Marty Smith

No. 72, 79, 64
- Position: Defensive tackle

Personal information
- Born: October 20, 1953 (age 72) Pattison, Mississippi, U.S.
- Listed height: 6 ft 3 in (1.91 m)
- Listed weight: 250 lb (113 kg)

Career information
- High school: East (Cleveland, Ohio)
- College: Louisville
- NFL draft: 1975: 15th round, 390th overall pick

Career history
- Pittsburgh Steelers (1975)*; Charlotte Hornets (1975); Buffalo Bills (1976); Winnipeg Blue Bombers (1977–1978); Toronto Argonauts (1978); Cleveland Browns (1979)*;
- * Offseason or practice squad member only
- Stats at Pro Football Reference

= Marty Smith (American football) =

American football player (born 1953)

Martin Joseph Smith (born October 20, 1953) is an American former professional football defensive tackle who played for the Buffalo Bills of the National Football League (NFL). He played college football for the Louisville Cardinals and was selected by the Pittsburgh Steelers in the 15th round of the 1975 NFL draft.

==Early life==
Martin Joseph Smith was born on October 20, 1953, in Pattison, Mississippi. He attended East High School in Cleveland, Ohio.

==College career==
Smith enrolled at the University of Louisville to play college football for the Cardinals. On September 8, 1971, Smith was a co-winner of the Cardinal football team's annual "Wimpy Championship", a hamburger eating contest. Smith tied with John Clabaugh after eating 10.5 hamburgers within 30 minutes. Smith was a three-year varsity letterman from 1972 to 1974.

==Professional career==
Smith was selected by the Pittsburgh Steelers in the 15th round, with the 390th overall pick, of the 1975 NFL draft. He signed with the team on May 7. He missed a day of training camp on July 15 due to dehydration. Smith was released on August 19, 1975, after the third of seven preseason games.
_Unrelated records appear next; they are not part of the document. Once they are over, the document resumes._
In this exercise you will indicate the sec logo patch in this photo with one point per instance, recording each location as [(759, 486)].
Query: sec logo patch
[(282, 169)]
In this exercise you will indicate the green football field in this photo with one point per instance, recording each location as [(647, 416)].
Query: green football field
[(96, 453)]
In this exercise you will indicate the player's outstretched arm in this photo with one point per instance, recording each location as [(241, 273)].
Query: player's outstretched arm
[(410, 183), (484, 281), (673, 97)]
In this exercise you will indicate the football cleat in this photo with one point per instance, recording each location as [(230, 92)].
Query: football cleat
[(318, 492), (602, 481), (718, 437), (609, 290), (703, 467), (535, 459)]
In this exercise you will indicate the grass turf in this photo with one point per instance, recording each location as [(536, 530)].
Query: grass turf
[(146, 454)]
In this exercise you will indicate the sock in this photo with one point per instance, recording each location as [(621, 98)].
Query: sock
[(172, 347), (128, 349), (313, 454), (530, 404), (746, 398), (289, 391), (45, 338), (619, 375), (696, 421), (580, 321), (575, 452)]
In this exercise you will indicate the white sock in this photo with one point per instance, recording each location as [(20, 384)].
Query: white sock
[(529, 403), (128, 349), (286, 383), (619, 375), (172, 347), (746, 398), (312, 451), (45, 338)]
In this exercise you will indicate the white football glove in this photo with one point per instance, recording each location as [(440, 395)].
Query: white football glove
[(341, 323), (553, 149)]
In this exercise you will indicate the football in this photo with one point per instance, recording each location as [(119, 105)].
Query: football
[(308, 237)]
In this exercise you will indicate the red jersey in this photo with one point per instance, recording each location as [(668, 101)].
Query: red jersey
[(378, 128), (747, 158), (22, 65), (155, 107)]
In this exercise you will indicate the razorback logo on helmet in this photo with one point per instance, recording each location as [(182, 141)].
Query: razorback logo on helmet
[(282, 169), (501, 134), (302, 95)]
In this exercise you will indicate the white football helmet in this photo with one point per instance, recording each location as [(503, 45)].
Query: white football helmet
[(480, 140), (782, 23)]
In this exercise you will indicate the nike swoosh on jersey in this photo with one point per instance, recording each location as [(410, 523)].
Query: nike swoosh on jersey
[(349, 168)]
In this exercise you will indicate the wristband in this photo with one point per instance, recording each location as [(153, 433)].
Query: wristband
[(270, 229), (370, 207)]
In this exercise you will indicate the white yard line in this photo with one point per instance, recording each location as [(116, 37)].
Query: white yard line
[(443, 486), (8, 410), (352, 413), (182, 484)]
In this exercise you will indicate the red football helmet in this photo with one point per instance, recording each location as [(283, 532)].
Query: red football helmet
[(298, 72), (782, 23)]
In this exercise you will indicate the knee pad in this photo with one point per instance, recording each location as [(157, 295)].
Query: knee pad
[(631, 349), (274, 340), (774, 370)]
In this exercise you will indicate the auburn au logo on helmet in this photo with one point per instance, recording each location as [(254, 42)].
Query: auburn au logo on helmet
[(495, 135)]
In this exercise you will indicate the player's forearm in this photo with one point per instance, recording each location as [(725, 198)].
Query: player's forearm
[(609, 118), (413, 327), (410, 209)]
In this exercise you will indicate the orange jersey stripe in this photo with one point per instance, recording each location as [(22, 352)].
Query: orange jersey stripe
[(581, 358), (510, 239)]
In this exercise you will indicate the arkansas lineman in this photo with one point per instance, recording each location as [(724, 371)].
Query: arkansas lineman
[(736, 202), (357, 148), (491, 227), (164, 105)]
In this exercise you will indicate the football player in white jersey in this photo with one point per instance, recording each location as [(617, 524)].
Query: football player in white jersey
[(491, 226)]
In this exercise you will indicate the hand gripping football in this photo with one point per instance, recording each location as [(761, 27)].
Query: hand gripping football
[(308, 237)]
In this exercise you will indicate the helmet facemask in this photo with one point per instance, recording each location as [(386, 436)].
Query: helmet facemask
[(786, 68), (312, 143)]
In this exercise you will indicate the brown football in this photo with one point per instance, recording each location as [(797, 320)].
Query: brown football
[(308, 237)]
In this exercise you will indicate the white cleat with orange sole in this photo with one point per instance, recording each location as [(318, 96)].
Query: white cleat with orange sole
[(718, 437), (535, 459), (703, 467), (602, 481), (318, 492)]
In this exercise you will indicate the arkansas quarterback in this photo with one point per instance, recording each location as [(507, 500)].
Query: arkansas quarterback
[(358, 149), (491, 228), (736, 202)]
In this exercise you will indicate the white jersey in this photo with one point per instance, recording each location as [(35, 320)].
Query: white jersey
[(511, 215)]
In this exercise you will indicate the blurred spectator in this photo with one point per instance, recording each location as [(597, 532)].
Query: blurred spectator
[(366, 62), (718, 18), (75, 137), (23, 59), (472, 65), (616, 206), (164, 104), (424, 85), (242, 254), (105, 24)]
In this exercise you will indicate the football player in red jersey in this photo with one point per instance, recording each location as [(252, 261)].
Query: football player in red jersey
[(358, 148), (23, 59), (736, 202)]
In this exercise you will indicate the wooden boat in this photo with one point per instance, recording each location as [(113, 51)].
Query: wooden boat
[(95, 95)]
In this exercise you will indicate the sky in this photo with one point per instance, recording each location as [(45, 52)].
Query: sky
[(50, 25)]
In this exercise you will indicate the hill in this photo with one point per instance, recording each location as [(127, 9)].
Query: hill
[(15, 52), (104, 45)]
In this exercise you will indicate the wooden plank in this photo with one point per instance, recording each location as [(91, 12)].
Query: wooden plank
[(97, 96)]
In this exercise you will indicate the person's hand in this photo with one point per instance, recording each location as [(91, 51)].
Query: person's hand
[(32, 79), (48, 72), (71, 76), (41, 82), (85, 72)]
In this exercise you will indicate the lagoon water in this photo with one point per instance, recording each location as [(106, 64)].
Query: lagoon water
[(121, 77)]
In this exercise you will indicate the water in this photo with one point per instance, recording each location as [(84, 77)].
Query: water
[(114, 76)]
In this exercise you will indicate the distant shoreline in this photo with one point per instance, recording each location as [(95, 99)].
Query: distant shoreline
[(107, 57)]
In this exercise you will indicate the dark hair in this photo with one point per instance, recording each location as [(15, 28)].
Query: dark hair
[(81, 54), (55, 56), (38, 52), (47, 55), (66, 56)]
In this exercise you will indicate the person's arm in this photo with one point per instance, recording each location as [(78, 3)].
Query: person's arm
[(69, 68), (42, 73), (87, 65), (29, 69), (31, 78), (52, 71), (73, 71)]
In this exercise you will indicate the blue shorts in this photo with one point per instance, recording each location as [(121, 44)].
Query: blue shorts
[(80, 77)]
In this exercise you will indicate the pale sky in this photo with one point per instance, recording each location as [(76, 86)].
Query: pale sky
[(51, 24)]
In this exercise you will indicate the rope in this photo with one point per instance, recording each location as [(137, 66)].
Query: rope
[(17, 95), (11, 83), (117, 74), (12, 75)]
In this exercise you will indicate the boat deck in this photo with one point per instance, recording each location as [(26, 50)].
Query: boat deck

Smith signed with the Charlotte Hornets of the World Football League (WFL) later in August. He played in eight games for the Hornets during the 1975 WFL season as a reserve defensive tackle before the league folded.

In May 1976, Smith "strode purposefully" into the sports department of The Louisville Times and asked for a list of addresses of NFL general managers. He was signed by the Buffalo Bills on June 18, 1976. He played in all 14 games, starting 12, for the Bills during the 1976 season, recording 4.5 sacks and one fumble recovery. Buffalo finished the year with a 2–12 record. Smith was released on September 6, 1977, after the fifth of six preseason games.

On October 1, 1977, it was reported that Smith had signed with the Winnipeg Blue Bombers of the Canadian Football League (CFL). He played the next day against the BC Lions and "look[ed] good" for 20 minutes before suffering a season-ending knee injury. He reported to training camp in 1978 with his knee still hindering him. After Elton Brown was traded to the Toronto Argonauts, Smith started the August 29, 1978, game against the Montreal Alouettes. He only played in two games overall for Winnipeg in 1978.

On October 17, 1978, Smith started a five-day trial with the Argonauts. He played in the final two games for the Argonauts in 1978.

On July 17, 1979, Smith signed with the Cleveland Browns. He was released on August 7 after the first game of the 1979 preseason.